Nous arrivâmes au logis. Je dois rendre cette justice à Mlle Beauvoisin qu’elle avait sa façon de probité. Elle me convia à monter jusqu’au troisième étage de la maison. Devant sa porte, nous nous heurtâmes à un sergent aux gardes qui sortait. Pendant qu’elle m’invitait à entrer, elle eut avec lui un colloque, que je pus entendre à demi. Le sergent la questionnait à mon sujet ; elle lui contait ce qui s’était passé à Chaillot, et, sans embarras, l’engagement qu’elle avait pris envers moi. Des paroles m’échappèrent, mais je perçus celles que prononça l’homme, d’un ton goguenard, en s’en allant :

— Ma chère, il faut toujours payer ses dettes, quitte à tirer profit de cette honnêteté.

Mlle Beauvoisin revint vers moi, mais le tableau qui s’était présenté à mes yeux et la conversation que j’avais surprise m’avaient à la fois édifié et tout à fait refroidi. Je n’avais plus aucune fierté de cette aventure. Mlle Beauvoisin, avec plus de conscience que d’enthousiasme, insista pour qu’elle se pût acquitter.

— Je regarde, dit-elle, ce point-là comme décidé entre nous.

Je lui rendis grâce, et, prétextant la fatigue, je me retirai. Le petit jour était déjà venu.

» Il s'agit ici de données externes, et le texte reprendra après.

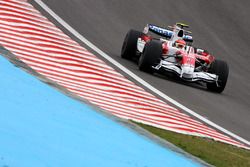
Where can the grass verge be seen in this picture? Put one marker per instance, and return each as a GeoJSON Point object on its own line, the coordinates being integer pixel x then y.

Je suis fâché, Monsieur, de n’avoir pas à vous conter une plus belle fin de cette nuit-là, pendant laquelle, du moins, j’avais recueilli quelques histoires propres à vous divertir.

XVII
Une nuit de liberté

Ce 12 de Janvier 1772.

Je devais à M. Tournay mes remerciements pour son hospitalité. C’est de quoi, Monsieur, je me voulus acquitter hier.

— Hé bien, me dit-il, êtes-vous content de la Beauvoisin ?

Je lui contai les raisons qui m’avaient fait décliner ses faveurs, mais je ne pus me garder, dans mon indignation, de lui confier ce que j’avais appris sur M. de Fontpeydrouze. Il me répondit que je ne l’étonnais guère, qu’il avait eu tôt fait de juger le personnage, et qu’il avait à s’excuser de l’avoir accueilli parmi nous.